05.2 Pharmacokinetic properties

Following oral administration, dexibuprofen is mainly absorbed in the "small intestine. After metabolic transformation in the liver (hydroxylation, carboxylation), pharmacologically inactive metabolites are completely excreted mainly by the kidneys (90%), but also in the bile. L" elimination half-life is 1.8 - 3.5 hours. Plasma protein binding is approximately 99%. Maximum plasma levels are reached approximately two hours after oral administration.

The concomitant intake of a high-fat meal with 400 mg of dexibuprofen as suspension prolongs the time to reach the maximum plasma concentration (from 2.5 hours after a high-fat meal to 2.0 hours fasting) and reduces the maximum plasma concentration (22 to 15 mcg / ml), but has no effect on the amount absorbed.

Pharmacokinetic studies with ibuprofen in patients with renal insufficiency recommend a dose reduction in these patients. Particular caution is also recommended due to inhibition of renal prostaglandin synthesis (see sections 4.2 and 4.4).

Elimination of dexibuprofen is slightly lower in patients with liver cirrhosis.
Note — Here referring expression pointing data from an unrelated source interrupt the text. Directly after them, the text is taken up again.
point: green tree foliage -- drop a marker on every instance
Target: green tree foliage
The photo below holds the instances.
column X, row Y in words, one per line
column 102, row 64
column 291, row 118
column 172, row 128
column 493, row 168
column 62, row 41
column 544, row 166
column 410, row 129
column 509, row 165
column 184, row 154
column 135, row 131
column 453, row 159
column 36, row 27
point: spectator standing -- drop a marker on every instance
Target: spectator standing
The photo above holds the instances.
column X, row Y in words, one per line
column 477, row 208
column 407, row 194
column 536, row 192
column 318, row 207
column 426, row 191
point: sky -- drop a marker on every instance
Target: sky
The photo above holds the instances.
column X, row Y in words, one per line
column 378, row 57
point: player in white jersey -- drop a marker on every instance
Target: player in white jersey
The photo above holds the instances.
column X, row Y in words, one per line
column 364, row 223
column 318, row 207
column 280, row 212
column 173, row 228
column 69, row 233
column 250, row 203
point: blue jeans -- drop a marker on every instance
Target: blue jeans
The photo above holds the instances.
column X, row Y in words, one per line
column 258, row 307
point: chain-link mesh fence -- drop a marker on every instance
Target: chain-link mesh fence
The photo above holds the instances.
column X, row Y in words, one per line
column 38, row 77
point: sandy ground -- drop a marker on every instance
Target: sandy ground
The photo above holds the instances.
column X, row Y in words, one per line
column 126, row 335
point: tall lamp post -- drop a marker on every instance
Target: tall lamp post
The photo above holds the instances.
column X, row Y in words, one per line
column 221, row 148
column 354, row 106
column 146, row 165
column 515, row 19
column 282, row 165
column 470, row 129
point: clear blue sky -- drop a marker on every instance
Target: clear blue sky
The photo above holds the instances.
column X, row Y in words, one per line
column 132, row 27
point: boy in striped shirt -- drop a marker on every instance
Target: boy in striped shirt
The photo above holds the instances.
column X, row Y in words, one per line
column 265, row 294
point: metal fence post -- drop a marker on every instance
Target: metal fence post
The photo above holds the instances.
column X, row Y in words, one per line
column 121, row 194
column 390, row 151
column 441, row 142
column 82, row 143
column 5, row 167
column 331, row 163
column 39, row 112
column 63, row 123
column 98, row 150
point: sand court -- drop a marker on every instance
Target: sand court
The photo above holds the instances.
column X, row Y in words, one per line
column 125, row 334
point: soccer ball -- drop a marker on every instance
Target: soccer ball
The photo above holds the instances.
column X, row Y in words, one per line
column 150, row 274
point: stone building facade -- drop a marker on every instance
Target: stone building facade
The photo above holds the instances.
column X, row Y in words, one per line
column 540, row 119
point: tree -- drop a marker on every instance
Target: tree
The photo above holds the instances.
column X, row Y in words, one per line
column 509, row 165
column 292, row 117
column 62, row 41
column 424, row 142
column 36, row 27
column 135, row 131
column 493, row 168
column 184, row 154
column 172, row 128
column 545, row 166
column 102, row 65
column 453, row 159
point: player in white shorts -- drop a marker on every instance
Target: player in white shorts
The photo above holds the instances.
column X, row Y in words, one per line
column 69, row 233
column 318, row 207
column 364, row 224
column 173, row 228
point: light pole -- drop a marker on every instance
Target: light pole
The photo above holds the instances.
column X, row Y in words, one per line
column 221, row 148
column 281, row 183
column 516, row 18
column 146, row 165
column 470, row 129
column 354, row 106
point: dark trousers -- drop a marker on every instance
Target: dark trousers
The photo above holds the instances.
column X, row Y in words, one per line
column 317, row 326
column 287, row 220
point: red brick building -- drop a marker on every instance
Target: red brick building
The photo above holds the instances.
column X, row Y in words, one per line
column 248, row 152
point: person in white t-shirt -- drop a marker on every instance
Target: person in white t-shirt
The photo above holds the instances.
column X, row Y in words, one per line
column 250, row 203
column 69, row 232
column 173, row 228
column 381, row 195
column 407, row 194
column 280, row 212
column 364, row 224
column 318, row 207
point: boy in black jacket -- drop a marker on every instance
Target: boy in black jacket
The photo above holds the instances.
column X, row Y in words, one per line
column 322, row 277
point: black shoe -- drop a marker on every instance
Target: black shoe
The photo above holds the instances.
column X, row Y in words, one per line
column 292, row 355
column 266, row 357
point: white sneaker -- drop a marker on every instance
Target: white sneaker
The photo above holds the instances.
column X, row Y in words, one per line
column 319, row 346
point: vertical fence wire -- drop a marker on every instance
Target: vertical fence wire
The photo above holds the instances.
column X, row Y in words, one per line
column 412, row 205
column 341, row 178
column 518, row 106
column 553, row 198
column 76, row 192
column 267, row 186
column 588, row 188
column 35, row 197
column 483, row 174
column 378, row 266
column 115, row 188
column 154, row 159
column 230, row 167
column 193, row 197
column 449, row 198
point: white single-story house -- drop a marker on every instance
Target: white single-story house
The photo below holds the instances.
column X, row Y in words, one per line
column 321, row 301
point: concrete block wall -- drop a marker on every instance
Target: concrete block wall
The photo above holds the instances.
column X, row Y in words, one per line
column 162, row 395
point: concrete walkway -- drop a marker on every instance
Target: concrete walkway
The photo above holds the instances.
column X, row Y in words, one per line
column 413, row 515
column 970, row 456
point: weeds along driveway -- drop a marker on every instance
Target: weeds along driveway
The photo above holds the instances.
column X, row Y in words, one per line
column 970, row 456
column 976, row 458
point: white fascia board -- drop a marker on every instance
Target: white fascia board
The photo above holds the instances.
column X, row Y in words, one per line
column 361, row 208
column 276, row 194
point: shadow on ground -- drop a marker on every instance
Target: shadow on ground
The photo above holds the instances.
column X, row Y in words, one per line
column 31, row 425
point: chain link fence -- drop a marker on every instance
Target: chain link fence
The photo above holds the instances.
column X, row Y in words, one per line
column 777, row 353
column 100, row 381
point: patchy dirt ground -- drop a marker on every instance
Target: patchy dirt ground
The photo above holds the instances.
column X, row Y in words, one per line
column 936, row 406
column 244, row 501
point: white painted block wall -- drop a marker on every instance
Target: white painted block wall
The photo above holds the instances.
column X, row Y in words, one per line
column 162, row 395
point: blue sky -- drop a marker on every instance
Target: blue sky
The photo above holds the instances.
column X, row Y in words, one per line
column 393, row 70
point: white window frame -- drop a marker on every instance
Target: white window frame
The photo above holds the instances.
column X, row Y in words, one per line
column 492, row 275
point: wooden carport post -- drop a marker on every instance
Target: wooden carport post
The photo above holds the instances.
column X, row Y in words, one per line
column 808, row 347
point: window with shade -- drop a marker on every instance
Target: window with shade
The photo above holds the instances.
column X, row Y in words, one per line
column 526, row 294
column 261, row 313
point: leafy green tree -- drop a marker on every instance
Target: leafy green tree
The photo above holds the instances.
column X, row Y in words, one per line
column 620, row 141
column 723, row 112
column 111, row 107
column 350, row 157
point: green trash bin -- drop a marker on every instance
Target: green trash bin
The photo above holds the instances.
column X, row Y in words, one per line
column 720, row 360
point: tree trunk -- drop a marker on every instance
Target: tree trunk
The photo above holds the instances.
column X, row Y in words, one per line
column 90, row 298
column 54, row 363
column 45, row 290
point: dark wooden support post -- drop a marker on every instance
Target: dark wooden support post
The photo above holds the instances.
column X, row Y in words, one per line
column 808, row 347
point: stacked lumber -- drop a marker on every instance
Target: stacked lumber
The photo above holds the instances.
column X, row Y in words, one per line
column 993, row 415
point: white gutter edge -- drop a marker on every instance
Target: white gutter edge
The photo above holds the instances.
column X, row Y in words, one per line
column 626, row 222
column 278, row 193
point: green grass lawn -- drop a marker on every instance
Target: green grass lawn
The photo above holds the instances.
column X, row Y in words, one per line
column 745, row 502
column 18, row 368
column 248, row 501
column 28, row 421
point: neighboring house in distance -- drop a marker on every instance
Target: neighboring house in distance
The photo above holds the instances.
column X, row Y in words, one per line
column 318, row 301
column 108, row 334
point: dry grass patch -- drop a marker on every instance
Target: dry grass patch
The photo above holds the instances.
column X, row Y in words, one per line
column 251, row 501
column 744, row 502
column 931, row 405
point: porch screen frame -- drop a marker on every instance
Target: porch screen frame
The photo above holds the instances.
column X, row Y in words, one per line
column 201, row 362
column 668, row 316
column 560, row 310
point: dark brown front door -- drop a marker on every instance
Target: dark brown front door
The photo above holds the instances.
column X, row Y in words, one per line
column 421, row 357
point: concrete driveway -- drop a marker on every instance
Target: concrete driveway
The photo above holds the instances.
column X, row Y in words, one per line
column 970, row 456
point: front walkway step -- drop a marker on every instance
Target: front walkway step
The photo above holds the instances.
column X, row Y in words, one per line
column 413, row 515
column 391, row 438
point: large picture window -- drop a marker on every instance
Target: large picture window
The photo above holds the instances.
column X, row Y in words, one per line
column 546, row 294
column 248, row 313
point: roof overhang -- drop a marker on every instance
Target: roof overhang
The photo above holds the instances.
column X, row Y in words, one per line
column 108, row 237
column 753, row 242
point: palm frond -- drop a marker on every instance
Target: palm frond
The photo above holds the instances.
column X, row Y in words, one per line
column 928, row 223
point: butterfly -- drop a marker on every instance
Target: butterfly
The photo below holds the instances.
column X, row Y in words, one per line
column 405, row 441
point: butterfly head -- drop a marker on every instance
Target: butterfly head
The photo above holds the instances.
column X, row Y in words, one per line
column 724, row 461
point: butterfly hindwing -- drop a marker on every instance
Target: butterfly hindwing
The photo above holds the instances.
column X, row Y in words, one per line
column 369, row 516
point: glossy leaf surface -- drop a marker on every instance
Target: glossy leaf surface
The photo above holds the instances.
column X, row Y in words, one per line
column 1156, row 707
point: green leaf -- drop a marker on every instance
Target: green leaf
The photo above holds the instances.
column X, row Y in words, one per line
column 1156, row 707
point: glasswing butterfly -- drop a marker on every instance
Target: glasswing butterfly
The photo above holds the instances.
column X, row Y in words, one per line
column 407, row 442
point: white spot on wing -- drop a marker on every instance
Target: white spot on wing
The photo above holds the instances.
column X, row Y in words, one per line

05.3 Preclinical safety data

Additional studies concerning single and repeated dose toxicity, reproductive toxicity and mutagenesis demonstrated that the toxicological profile of dexibuprofen is comparable to that of ibuprofen and did not reveal any other possible specific toxicological or carcinogenic risks for humans. Ibuprofen inhibited ovulation in rabbits and compromised implantation in several animal species (rabbit, rat, mouse). The administration of prostaglandin synthesis inhibitors, including ibuprofen (mainly at higher than therapeutic doses), to pregnant animals, caused an increase in pre- and post-implantation losses, embryo-fetal mortality and an increased incidence of malformations.